Treasure has a weight, all treasure, and equipment has weight, so what happens when you combine both? Things get heavy, characters start to slow down. No more are the characters going to be carrying around 1000s of gold pieces at at time. Now, I'm not doing this to be mean (Though part of me is getting a bit of a sadistic kick out of it), but I wanted to do a "back to basics" game, even though it is in 3.5 D&D. So I wanted to count encumbrance again, get people to think about how they are going to accomplish these tasks they set out to do. And having to keep track of what your character is carrying is part of that. You have to plan more to get through. In all honesty, I think that the players will get more out of it since they are going to have to put more into it. And this is where a wagon would come in very handy.

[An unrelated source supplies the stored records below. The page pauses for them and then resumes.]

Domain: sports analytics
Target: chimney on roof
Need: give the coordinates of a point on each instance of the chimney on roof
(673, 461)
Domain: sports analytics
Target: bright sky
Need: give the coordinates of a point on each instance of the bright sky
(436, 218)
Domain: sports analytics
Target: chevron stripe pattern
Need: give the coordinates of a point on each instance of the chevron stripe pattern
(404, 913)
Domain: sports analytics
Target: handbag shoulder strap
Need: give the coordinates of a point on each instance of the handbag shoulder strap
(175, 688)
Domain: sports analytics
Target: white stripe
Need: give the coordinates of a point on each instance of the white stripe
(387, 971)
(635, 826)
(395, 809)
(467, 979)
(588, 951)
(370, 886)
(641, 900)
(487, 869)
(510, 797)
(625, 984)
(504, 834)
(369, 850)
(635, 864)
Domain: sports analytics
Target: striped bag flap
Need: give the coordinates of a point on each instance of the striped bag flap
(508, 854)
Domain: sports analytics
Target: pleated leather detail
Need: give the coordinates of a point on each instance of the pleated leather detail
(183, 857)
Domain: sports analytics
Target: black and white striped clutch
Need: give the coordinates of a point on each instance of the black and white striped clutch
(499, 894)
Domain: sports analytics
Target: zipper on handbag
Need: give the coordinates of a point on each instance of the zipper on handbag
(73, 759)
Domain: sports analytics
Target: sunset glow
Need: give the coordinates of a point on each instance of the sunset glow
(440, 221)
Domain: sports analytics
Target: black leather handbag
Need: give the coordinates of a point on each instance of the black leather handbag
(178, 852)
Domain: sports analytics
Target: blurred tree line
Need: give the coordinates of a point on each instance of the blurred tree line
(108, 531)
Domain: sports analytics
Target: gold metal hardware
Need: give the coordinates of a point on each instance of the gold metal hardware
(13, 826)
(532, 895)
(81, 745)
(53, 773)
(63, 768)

Recently, I've found groups(not just members of my group, others that I have talked to as well) scoffing at the idea of having a wagon coming along with the group. This boggled my mind until I realized that no one was used to encumbrance. At the time it was easy to transport thousands of gold pieces and treasure, but not this time. This stuff can get heavy so it's time to figure out how you get the treasure back to town to sell it off. My suggestion? Get a wagon and a bunch of sacks. Big ones if you are lucky enough. Oh yeah, a horse to pull the wagon. I've seen groups forget to get a horse for their wagon. But remember, someone needs to watch the wagon while the characters are in the dungeon otherwise things might go missing.

Never underestimate the usefulness of a wagon.

1 comment:

  1. The barbarian refuses to pull the wagon. And she wields a greataxe. 'nuff said.